1. **Serum Calcium:** Elevated levels.
2. **Parathyroid Hormone (PTH):** Often normal or slightly elevated relative to the hypercalcemia.
3. **Urinary Calcium:** Low to normal excretion despite hypercalcemia (hypocalciuria).

These metabolic disturbances arise due to mutations affecting calcium-sensing pathways, commonly involving the GNA11 gene in FHH3.

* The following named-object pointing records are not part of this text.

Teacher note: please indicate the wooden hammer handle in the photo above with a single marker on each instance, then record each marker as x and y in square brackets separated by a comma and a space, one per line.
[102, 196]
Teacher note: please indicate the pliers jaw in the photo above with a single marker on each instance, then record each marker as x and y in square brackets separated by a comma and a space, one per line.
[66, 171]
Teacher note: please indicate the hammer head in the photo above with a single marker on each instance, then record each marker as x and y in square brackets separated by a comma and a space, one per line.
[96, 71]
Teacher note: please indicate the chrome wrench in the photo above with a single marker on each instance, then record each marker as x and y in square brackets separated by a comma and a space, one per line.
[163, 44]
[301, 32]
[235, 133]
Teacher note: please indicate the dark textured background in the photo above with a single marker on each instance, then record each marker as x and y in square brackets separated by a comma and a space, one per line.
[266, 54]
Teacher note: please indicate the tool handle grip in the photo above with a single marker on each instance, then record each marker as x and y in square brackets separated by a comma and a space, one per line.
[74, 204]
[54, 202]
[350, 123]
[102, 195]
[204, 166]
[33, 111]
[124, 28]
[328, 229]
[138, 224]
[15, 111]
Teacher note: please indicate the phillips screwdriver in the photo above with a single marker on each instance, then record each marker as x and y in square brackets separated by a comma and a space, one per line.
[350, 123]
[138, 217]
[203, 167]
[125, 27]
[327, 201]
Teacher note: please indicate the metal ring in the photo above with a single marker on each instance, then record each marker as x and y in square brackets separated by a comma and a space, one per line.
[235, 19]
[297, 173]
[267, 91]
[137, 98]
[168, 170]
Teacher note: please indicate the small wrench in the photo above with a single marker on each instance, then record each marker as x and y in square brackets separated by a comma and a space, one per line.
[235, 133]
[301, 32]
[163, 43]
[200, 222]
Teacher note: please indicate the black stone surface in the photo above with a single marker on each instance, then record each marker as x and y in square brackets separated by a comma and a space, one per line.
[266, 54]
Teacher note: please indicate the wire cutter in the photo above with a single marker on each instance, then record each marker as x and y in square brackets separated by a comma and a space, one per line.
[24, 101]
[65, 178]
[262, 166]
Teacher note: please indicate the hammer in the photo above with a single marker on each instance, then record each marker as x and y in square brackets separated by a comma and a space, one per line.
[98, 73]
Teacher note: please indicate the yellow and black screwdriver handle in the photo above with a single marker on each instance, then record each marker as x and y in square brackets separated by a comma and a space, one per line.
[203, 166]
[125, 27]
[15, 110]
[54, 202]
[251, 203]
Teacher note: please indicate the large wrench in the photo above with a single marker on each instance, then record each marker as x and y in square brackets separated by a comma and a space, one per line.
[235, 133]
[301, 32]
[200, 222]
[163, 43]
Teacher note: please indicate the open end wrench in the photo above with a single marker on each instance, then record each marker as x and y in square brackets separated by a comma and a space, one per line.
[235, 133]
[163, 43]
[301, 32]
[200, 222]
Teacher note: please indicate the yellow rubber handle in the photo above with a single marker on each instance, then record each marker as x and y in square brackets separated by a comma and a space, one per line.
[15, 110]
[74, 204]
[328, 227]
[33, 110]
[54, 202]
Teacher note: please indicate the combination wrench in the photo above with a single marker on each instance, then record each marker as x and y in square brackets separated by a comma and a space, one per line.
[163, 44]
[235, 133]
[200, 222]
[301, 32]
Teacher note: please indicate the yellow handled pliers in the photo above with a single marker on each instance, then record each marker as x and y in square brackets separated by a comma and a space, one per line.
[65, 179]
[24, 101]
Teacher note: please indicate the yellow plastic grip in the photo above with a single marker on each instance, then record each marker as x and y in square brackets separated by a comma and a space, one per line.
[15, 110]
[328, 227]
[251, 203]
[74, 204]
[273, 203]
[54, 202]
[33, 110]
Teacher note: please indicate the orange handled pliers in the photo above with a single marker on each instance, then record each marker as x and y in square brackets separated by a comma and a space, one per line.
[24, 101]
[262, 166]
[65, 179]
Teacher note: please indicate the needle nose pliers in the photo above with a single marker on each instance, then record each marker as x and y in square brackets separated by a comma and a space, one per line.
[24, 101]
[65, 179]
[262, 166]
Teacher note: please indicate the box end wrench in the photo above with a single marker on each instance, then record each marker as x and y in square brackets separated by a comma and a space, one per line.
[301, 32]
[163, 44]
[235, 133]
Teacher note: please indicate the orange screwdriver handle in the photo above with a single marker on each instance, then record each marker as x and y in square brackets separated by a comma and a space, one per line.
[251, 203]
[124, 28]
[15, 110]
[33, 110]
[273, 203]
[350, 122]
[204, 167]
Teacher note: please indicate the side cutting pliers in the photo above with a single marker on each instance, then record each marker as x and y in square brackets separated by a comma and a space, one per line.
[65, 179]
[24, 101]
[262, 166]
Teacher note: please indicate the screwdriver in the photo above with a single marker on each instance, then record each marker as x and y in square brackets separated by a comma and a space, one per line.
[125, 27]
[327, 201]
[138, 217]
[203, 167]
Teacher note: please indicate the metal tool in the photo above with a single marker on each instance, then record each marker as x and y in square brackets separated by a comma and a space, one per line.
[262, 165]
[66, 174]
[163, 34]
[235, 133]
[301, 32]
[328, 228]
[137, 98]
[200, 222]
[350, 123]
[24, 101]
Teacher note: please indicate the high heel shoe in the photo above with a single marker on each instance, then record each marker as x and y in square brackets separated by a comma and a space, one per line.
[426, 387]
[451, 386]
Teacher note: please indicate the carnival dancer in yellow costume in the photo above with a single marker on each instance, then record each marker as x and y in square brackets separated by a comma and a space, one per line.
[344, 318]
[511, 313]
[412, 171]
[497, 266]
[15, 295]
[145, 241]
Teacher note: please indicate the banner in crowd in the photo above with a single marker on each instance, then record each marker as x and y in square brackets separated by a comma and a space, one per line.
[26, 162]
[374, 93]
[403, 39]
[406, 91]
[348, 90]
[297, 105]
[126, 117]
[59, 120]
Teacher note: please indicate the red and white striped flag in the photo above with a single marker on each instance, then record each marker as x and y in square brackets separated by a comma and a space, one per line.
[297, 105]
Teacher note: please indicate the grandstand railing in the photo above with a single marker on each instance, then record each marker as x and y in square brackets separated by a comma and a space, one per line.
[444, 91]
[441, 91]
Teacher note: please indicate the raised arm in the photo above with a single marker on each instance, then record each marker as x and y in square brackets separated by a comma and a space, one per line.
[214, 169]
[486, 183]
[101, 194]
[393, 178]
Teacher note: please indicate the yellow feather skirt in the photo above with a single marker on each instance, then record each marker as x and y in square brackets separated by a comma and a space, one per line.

Nutraceuticals: For familial hypocalciuric hypercalcemia type 3 (FHH3), there is currently no specific nutraceutical treatment recommended. Management typically involves monitoring and addressing symptoms rather than supplementing specific nutrients. It's crucial to consult healthcare providers for personalized advice.
Peptides: Familial hypocalciuric hypercalcemia 3 (FHH3) is a genetic disorder that affects calcium homeostasis. It is associated with mutations in the AP2S1 gene, which encodes the sigma subunit of the adaptor protein 2 complex. This disorder leads to elevated levels of serum calcium (hypercalcemia) and unusually low levels of calcium in the urine (hypocalciuria). Peptides are not directly associated with FHH3, as it primarily involves genetic mutations affecting calcium-sensing receptors.